Let $Q={x_1,\ldots,x_q}\subset\mathbb{R}^N$ and let $\epsilon\in(0,1)$. There exists a linear map $f:\mathbb{R}^N\to\mathbb{R}^n$ with \(n = O\!\left(\frac{\log q}{\epsilon^2}\right)\) such that, for all $u,v\in Q$, \((1-\epsilon)\|u-v\|_2^2 \le \|f(u)-f(v)\|_2^2 \le (1+\epsilon)\|u-v\|_2^2.\)
Moreover, a random projection with i.i.d. Gaussian or Rademacher entries satisfies this property with high probability.
Interpretation
- The embedding dimension $n$ depends logarithmically on the number of points, not on the ambient dimension $N$.
- Pairwise Euclidean distances are approximately preserved.
- The result is non-adaptive: the same random map works for all pairs in $Q$.
This phenomenon is a manifestation of concentration of measure in high- dimensional probability.
Distance and Inner Product Preservation
Distance preservation implies approximate inner product preservation. For centered data, \(\langle u,v\rangle = \frac{1}{2}\left(\|u\|_2^2 + \|v\|_2^2 - \|u-v\|_2^2\right).\)

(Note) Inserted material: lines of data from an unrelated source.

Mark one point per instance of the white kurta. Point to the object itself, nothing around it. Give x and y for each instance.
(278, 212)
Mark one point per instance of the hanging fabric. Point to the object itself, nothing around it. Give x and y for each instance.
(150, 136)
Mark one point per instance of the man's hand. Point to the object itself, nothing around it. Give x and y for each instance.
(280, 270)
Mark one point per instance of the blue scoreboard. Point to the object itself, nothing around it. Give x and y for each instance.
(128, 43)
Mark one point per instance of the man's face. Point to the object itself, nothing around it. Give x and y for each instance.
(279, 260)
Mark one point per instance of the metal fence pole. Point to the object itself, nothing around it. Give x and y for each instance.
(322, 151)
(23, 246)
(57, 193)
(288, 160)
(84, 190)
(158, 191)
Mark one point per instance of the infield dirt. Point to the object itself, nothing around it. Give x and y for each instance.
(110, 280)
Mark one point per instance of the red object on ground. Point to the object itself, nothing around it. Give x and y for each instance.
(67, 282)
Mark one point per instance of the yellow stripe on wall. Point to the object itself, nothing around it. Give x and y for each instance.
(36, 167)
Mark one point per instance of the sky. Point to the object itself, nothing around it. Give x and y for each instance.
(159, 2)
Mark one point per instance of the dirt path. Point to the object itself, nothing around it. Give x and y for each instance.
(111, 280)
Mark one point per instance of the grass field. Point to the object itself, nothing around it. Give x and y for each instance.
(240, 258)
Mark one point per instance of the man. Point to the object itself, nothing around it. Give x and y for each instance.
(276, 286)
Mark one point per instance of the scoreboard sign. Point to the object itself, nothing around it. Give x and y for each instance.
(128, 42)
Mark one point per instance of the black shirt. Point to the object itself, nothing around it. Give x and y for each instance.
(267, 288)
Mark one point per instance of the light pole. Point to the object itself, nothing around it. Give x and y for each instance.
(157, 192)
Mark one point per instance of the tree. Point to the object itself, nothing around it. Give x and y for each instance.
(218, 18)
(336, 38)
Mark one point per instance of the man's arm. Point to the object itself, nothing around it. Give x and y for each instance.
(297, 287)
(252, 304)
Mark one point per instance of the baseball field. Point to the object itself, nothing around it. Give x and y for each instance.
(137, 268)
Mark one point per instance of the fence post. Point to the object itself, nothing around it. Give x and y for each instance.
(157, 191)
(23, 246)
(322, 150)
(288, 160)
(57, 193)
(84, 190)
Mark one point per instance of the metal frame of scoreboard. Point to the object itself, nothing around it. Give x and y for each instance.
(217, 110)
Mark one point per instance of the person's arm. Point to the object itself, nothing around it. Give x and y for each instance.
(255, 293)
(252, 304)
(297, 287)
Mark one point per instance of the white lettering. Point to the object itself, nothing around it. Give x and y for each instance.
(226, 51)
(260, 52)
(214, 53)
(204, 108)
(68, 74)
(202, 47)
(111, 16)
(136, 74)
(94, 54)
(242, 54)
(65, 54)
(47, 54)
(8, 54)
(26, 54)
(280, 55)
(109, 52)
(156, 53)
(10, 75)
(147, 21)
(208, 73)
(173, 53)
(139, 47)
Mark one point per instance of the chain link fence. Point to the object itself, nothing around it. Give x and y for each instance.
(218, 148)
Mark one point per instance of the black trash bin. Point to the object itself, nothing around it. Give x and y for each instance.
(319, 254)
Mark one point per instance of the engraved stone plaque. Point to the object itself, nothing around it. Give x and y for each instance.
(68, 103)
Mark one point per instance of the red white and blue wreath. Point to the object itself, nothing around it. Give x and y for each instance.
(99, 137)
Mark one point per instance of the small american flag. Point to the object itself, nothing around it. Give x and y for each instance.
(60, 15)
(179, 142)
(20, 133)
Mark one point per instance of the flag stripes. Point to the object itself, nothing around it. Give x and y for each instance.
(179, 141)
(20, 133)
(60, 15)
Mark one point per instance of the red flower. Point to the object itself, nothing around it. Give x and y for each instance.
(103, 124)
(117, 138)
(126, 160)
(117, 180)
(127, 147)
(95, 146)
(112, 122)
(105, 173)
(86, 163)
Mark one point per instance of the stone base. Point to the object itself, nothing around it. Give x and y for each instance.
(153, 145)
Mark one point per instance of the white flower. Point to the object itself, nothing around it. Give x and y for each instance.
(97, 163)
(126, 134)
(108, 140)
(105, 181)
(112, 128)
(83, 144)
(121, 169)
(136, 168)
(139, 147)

Thus, JL embeddings preserve:
- angles between vectors,
- cosine similarity,
- norms of individual vectors.
Subspace Embeddings
The JL lemma extends beyond finite point sets.
Let $S\subset\mathbb{R}^N$ be a fixed $k$-dimensional subspace. A random projection $f:\mathbb{R}^N\to\mathbb{R}^n$ with \(n = O\!\left(\frac{k}{\epsilon^2}\right)\) satisfies \((1-\epsilon)\|x\|_2^2 \le \|f(x)\|_2^2 \le (1+\epsilon)\|x\|_2^2 \quad \forall x\in S\) with high probability.
Such maps are called oblivious subspace embeddings.
- Random projections are geometry-preserving, not data-adaptive.
- They complement, rather than replace, structured decompositions like SVD.
- JL-type results explain why high-dimensional data often behaves “as if” it were low-dimensional.